“O Marinheiro das Montanhas”, novo filme de Karim Aïnouz, é uma mistura de diário de viagem e tributo familiar que leva o espectador para o coração da Argélia – e do diretor também. O documentário, exibido na seção Horizontes do Festival Internacional de Cinema de Karlovy Vary deste ano depois de sua estreia em Cannes, é um projeto terno e tem ótimos momentos, ainda que sua profunda subjetividade possa afastar certos públicos.

O longa acompanha Aïnouz viajando pela primeira vez para a terra natal de seu pai – uma jornada há muito postergada e a qual ele gostaria de ter feito com a mãe Iracema antes dela falecer. É a ela que o diretor dedica as imagens que grava, narrando-as na estrutura de uma longa carta para ela. Através de sua câmera, tenta entender a sua relação com essa terra estrangeira que tanto moldou sua vida – e mostrá-la para uma pessoa tão afetada pela Argélia quanto ele. 

DILEMA ENTRE DOIS CAMINHOS

Em termos de escopo, “O Marinheiro das Montanhas” encontra o diretor no seu modo mais intimista e modesto. O longa não tem a visão ampla de “Aeroporto Central“, a narrativa épica de “A Vida Invisível” ou o simbolismo de “Praia do Futuro”, por exemplo. Apesar disso, o roteiro escrito por Aïnouz e Murilo Hauser ousa ao querer, mesmo nesse formato restrito, tocar nas feridas do colonialismo e na vida da Argélia de hoje.

De fato, os melhores momentos do filme vem de fragmentos de conversas com pessoas comuns nos quais essas questões são expostas, como quando o realizador conta de um jovem argelino que preferia que os colonizadores franceses jamais tivessem saído do país. Em outra cena, quando ele explica a uma família que seu filme está sendo feito para o cinema, eles perguntam tristonhos se ele não passará na TV para que eles possam assisti-lo, em uma potente nota sobre o acesso à experiência cinematográfica.

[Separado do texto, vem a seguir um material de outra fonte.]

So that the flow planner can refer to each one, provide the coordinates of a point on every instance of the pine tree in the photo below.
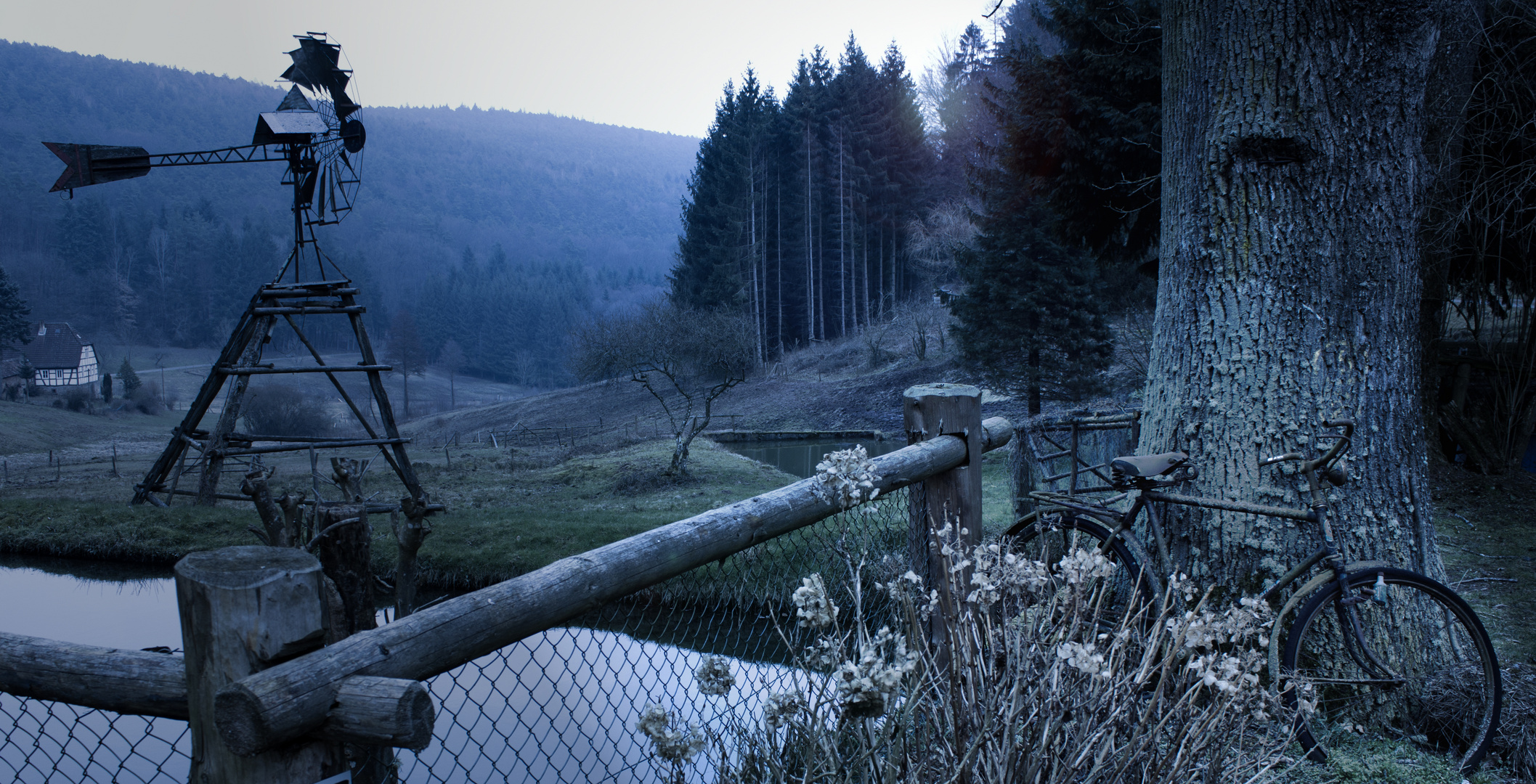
(15, 327)
(1091, 118)
(129, 380)
(405, 350)
(1030, 319)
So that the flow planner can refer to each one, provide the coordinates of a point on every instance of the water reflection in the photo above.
(558, 706)
(88, 602)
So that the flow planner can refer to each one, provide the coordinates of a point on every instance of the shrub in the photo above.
(1030, 679)
(285, 410)
(77, 399)
(129, 377)
(145, 399)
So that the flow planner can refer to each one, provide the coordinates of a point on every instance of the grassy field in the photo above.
(509, 510)
(38, 427)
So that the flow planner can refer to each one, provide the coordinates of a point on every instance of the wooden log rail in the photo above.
(290, 700)
(304, 369)
(370, 711)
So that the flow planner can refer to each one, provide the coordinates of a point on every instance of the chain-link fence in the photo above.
(559, 706)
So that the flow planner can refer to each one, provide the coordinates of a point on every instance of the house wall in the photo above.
(86, 373)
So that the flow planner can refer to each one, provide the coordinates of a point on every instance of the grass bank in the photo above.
(509, 510)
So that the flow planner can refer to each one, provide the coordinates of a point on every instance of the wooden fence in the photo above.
(268, 701)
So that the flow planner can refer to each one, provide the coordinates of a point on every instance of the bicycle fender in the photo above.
(1328, 576)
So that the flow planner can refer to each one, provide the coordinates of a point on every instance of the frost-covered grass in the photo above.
(1030, 680)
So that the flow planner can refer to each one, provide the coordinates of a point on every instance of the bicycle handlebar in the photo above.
(1333, 452)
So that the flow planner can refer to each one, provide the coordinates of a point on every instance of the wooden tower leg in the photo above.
(398, 461)
(158, 473)
(229, 416)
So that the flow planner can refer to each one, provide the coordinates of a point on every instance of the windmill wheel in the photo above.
(330, 161)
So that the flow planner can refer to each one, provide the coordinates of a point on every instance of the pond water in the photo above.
(558, 706)
(799, 456)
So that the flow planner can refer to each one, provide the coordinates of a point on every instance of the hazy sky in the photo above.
(653, 65)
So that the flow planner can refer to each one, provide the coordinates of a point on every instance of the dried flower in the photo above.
(781, 708)
(672, 745)
(1085, 658)
(866, 686)
(1000, 573)
(847, 478)
(715, 675)
(815, 608)
(1223, 671)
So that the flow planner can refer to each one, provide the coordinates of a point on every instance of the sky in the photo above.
(651, 65)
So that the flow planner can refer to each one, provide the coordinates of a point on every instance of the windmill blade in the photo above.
(306, 192)
(320, 208)
(317, 66)
(336, 173)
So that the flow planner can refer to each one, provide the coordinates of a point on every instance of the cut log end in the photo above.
(381, 712)
(237, 714)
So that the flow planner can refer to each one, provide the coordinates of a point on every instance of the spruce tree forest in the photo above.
(498, 231)
(1017, 171)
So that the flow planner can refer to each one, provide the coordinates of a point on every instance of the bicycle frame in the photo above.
(1329, 555)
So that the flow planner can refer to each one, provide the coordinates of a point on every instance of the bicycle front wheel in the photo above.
(1418, 666)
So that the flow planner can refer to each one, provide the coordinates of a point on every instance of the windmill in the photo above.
(317, 132)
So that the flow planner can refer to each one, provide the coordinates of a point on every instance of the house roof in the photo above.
(56, 346)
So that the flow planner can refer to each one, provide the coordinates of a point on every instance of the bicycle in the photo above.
(1370, 639)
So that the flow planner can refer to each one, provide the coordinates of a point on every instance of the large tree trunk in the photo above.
(1289, 286)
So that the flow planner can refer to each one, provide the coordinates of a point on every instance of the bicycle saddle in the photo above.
(1146, 465)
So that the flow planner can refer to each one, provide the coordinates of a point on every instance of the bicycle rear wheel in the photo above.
(1054, 537)
(1421, 668)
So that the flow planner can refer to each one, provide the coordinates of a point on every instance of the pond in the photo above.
(799, 456)
(558, 706)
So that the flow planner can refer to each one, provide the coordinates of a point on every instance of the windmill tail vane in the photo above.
(318, 134)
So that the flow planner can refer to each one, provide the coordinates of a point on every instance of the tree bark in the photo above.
(1289, 287)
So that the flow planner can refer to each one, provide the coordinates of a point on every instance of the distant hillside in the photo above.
(435, 180)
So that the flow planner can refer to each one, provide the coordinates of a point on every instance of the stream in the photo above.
(558, 706)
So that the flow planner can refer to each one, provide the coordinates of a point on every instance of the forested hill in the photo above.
(540, 197)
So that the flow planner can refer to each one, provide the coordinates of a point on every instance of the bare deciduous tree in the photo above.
(684, 358)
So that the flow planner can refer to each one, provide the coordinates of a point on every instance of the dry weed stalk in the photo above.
(1037, 680)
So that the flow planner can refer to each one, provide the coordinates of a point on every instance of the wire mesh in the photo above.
(559, 706)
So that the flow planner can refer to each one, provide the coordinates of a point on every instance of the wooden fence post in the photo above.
(245, 610)
(954, 496)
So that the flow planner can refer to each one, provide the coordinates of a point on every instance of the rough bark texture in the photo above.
(344, 552)
(1289, 286)
(409, 534)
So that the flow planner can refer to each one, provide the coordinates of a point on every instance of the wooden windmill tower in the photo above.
(317, 132)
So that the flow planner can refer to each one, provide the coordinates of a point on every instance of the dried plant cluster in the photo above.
(1036, 680)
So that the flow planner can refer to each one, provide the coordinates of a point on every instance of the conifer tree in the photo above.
(12, 312)
(125, 373)
(1030, 322)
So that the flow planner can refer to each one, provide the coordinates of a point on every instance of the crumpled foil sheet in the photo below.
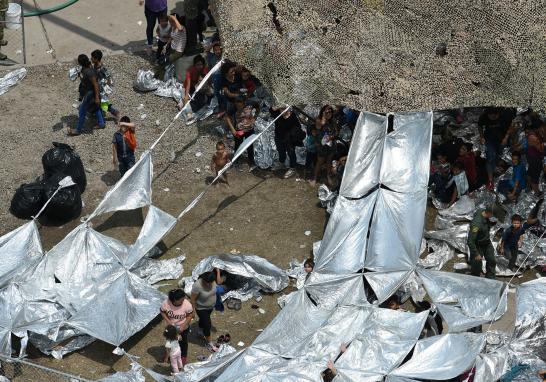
(154, 271)
(455, 236)
(327, 198)
(439, 254)
(171, 89)
(73, 73)
(11, 79)
(54, 348)
(265, 150)
(260, 275)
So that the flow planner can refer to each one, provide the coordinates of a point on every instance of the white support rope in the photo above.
(253, 139)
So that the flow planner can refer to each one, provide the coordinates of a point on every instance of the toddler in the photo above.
(219, 160)
(172, 349)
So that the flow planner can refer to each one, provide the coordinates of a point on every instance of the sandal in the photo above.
(72, 133)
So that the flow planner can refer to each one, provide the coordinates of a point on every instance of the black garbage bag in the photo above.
(28, 200)
(65, 206)
(63, 159)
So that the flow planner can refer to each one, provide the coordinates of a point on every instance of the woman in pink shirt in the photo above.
(177, 310)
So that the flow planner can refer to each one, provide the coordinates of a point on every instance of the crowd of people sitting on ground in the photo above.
(458, 168)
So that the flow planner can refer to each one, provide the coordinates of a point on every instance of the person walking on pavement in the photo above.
(480, 244)
(3, 9)
(153, 9)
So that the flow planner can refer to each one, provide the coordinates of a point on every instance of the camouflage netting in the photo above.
(391, 55)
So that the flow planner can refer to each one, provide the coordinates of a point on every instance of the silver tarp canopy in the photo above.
(443, 357)
(20, 250)
(529, 341)
(266, 276)
(465, 301)
(129, 304)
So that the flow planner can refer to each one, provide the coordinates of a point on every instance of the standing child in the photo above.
(105, 79)
(172, 349)
(219, 160)
(163, 32)
(124, 145)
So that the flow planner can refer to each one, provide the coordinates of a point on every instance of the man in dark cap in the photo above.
(480, 244)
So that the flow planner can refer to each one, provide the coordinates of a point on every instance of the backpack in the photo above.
(130, 139)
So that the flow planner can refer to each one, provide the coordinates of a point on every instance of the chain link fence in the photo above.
(18, 370)
(13, 26)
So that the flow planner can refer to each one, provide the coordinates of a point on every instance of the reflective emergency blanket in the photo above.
(11, 79)
(261, 275)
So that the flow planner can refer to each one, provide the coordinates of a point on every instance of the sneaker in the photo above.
(211, 347)
(290, 172)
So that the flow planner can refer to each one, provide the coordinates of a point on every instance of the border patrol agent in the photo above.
(480, 245)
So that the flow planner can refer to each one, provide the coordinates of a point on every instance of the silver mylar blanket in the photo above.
(261, 273)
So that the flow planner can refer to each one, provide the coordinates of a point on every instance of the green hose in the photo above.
(40, 12)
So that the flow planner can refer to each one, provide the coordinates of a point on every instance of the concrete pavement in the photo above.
(110, 25)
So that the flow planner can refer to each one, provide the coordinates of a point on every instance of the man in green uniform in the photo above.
(480, 245)
(3, 9)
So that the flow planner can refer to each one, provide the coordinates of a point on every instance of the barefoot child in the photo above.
(219, 160)
(124, 145)
(172, 349)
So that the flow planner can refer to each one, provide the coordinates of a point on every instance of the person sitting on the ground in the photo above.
(461, 183)
(194, 75)
(219, 160)
(89, 95)
(104, 78)
(468, 159)
(439, 177)
(163, 32)
(178, 44)
(241, 124)
(511, 188)
(512, 239)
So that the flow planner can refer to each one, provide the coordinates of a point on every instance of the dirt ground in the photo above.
(260, 213)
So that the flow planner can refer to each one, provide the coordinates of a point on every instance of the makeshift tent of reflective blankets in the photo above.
(88, 285)
(377, 226)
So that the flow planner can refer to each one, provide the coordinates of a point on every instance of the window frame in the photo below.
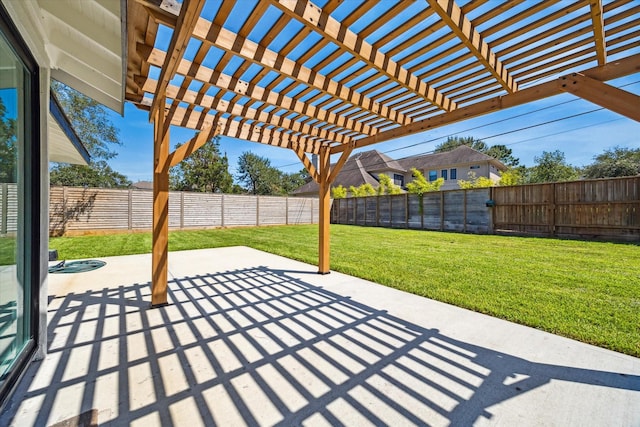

Com esses subtextos cheios de potencial, a insistência em trazer a narrativa de volta para um contexto familiar é frustrante. O viés extremamente pessoal da narrativa faz “O Marinheiro das Montanhas” andar numa corda bamba. Quando funciona, abre-se uma porta que permite entrever a dor da perda de um ente querido e o sentimento de alienação de crescer longe da terra natal dos pais. Quando não, cria-se uma barreira que faz o público se perguntar o porquê de estar acompanhando histórias tão íntimas que só dizem respeito à família do cineasta. 

NOVOS OLHOS PARA O PRESENTE

Independente disso, o filme acerta ao seguir seu diretor enquanto ele se perde em tangentes, mistura passado e presente, e cria segmentos inteiros baseados em sua imaginação – o melhor deles sendo a ficção científica que Ainouz imagina gravar com uma menina que lhe faz lembrar de sua mãe. Essa abordagem também se reflete na montagem de Ricardo Saraiva, na qual fotos antigas, registros históricos e gravações atuais se misturam em um fluxo de pensamento visual.

Na liberdade de sua mente, Aïnouz fantasia (e questiona) o romance de seus pais, imagina uma outra vida em outro país e busca rever o passado para ver o presente com novos olhos. “O Marinheiro das Montanhas” transforma essas questões comuns em imagens, e enquanto a viagem do realizador pode não ser perfeita, as vistas do caminho valem a pena.